Data Mining_ Concepts and Techniques - Jiawei Han [104]
2. Determine to which materialized cuboid(s) the relevant operations should be applied: This involves identifying all of the materialized cuboids that may potentially be used to answer the query, pruning the set using knowledge of “dominance” relationships among the cuboids, estimating the costs of using the remaining materialized cuboids, and selecting the cuboid with the least cost.
OLAP query processing
Suppose that we define a data cube for AllElectronics of the form “sales_cube [time, item, location ]: sum (sales_in_dollars).” The dimension hierarchies used are “day < month < quarter < year” for time; “item_name < brand < type” for item; and “street < city < province_or_state < country” for location.
Suppose that the query to be processed is on {brand, province_or_state }, with the selection constant “year = 2010.” Also, suppose that there are four materialized cuboids available, as follows:
■ cuboid 1: {year, item_name, city }
■ cuboid 2: {year, brand, country }
■ cuboid 3: {year, brand, province_or_state }
■ cuboid 4: {item_name, province_or_state }, where year = 2010
“Which of these four cuboids should be selected to process the query?” Finer-granularity data cannot be generated from coarser-granularity data. Therefore, cuboid 2 cannot be used because country is a more general concept than province_or_state. Cuboids 1, 3, and 4 can be used to process the query because (1) they have the same set or a superset of the dimensions in the query, (2) the selection clause in the query can imply the selection in the cuboid, and (3) the abstraction levels for the item and location dimensions in these cuboids are at a finer level than brand and province_or_state, respectively.
“How would the costs of each cuboid compare if used to process the query?” It is likely that using cuboid 1 would cost the most because both item_name and city are at a lower level than the brand and province_or_state concepts specified in the query. If there are not many year values associated with items in the cube, but there are several item_names for each brand, then cuboid 3 will be smaller than cuboid 4, and thus cuboid 3 should be chosen to process the query. However, if efficient indices are available for cuboid 4, then cuboid 4 may be a better choice. Therefore, some cost-based estimation is required to decide which set of cuboids should be selected for query processing.

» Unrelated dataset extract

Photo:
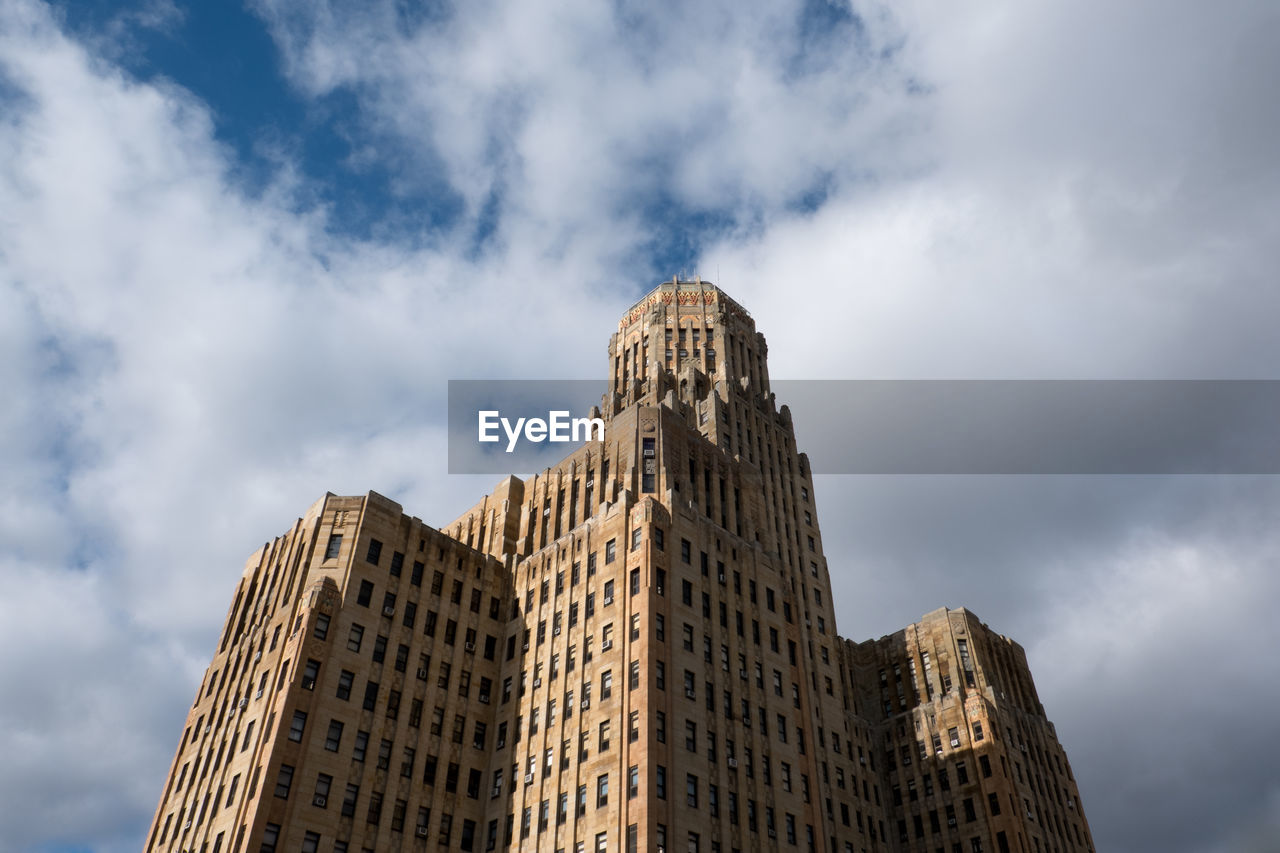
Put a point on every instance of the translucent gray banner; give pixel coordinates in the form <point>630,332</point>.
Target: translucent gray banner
<point>944,427</point>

4.4.4. OLAP Server Architectures: ROLAP versus MOLAP versus HOLAP
Logically, OLAP servers present business users with multidimensional data from data warehouses or data marts, without concerns regarding how or where the data are stored. However, the physical architecture and implementation of OLAP servers must consider data storage issues. Implementations of a warehouse server for OLAP processing include the following:
Relational OLAP (ROLAP) servers: These are the intermediate servers that stand in between a relational back-end server and client front-end tools. They use a relational or extended-relational DBMS to store and manage warehouse data, and OLAP middleware to support missing pieces. ROLAP servers include optimization for each DBMS back end, implementation of aggregation navigation logic, and additional tools and services. ROLAP technology tends to have greater scalability than MOLAP technology. The DSS server of Microstrategy, for example, adopts the ROLAP approach.
Multidimensional OLAP (MOLAP) servers: These servers support multidimensional data views through array-based multidimensional storage engines. They map multidimensional views directly to data cube array structures. The advantage of using a data cube is that it allows fast indexing to precomputed summarized data. Notice that with multidimensional data stores, the storage utilization may be low if the data set is sparse. In such cases, sparse matrix compression techniques should be explored (Chapter 5).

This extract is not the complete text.